Direct Primary Care is a new model of practicing primary care in which patients enter into a service agreement with the physician. According to the New England Direct Primary Care Alliance, patients often find paying into the monthly, quarterly or annual agreement, in exchange for direct, round-the-clock access to their physician, most laboratory, procedural and consultative services and clinic visits, an affordable and more personalized option. This model also allows physicians greater control over their practice, the industry group says.
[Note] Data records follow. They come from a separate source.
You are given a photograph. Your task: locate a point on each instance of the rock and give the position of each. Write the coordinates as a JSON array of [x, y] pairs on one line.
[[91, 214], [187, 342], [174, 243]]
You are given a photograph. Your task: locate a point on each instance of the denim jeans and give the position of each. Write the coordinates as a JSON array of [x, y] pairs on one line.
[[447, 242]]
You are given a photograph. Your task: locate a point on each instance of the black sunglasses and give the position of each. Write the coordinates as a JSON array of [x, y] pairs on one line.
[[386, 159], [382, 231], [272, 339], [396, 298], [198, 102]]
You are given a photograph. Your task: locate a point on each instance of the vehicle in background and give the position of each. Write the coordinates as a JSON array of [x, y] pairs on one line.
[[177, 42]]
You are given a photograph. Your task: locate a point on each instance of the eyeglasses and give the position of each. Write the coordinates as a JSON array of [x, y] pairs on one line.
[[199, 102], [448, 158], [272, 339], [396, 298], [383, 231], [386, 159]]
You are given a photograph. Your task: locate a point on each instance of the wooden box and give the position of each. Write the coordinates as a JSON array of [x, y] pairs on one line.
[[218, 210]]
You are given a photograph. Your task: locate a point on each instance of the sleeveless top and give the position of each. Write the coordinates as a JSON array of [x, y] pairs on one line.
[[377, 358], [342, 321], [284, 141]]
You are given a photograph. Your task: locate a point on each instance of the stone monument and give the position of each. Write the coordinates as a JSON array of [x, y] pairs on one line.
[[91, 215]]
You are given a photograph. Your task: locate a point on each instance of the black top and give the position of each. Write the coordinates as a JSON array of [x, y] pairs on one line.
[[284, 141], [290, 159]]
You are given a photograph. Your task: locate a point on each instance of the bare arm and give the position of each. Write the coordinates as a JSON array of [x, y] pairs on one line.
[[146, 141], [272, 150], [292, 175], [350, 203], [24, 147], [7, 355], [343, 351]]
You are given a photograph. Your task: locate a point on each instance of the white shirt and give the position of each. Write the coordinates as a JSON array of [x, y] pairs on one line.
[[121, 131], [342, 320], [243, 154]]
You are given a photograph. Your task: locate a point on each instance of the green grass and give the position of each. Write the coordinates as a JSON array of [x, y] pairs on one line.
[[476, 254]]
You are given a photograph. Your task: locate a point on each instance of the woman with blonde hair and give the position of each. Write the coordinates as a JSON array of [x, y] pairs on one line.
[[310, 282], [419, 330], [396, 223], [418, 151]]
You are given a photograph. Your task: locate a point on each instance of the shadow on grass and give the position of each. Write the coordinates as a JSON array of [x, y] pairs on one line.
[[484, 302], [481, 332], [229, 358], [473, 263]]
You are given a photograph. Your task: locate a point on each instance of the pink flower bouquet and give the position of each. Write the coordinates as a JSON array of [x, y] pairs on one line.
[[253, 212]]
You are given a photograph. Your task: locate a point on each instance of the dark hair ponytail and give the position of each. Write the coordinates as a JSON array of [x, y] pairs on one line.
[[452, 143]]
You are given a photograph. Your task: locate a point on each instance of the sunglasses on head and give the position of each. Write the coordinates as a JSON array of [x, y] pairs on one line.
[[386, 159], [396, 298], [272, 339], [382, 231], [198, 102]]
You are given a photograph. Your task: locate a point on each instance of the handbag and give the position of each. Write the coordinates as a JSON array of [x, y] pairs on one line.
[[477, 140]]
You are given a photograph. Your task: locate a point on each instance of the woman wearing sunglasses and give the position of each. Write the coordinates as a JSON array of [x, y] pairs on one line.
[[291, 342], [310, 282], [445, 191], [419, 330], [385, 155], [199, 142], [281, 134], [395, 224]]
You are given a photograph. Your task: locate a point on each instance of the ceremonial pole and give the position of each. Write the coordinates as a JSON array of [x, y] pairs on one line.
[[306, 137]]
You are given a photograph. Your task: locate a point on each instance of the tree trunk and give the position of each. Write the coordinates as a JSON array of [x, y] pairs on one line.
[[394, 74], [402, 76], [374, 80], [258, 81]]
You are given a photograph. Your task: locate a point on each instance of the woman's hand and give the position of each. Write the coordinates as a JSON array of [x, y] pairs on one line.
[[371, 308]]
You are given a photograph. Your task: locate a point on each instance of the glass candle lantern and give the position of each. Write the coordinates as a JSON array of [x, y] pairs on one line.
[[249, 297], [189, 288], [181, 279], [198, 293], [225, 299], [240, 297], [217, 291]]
New England Direct Primary Care Alliance founding members from Maine Drs. Michael Ciampi of South Portland, Peter Sacchetti of York, and Brian Pierce of Rockland were integral in drafting the Act Governing Direct Primary Care Service Agreements, which stipulates that DPC service agreements are not insurance and therefore not subject to regulation by the Maine State Bureau of Insurance. The delineation also ensures that patients are free to seek care outside of an insurance plan and pay for such care, according to the group.

Currently, there are eight physicians practicing in various locations around central and southern Maine, with more practices adopting this new model of health care delivery. The bill was introduced by Maine Sen. Rod Whittemore, R-Skowhegan.

Maine is the first state in New England to have legislation governing Direct Primary Care.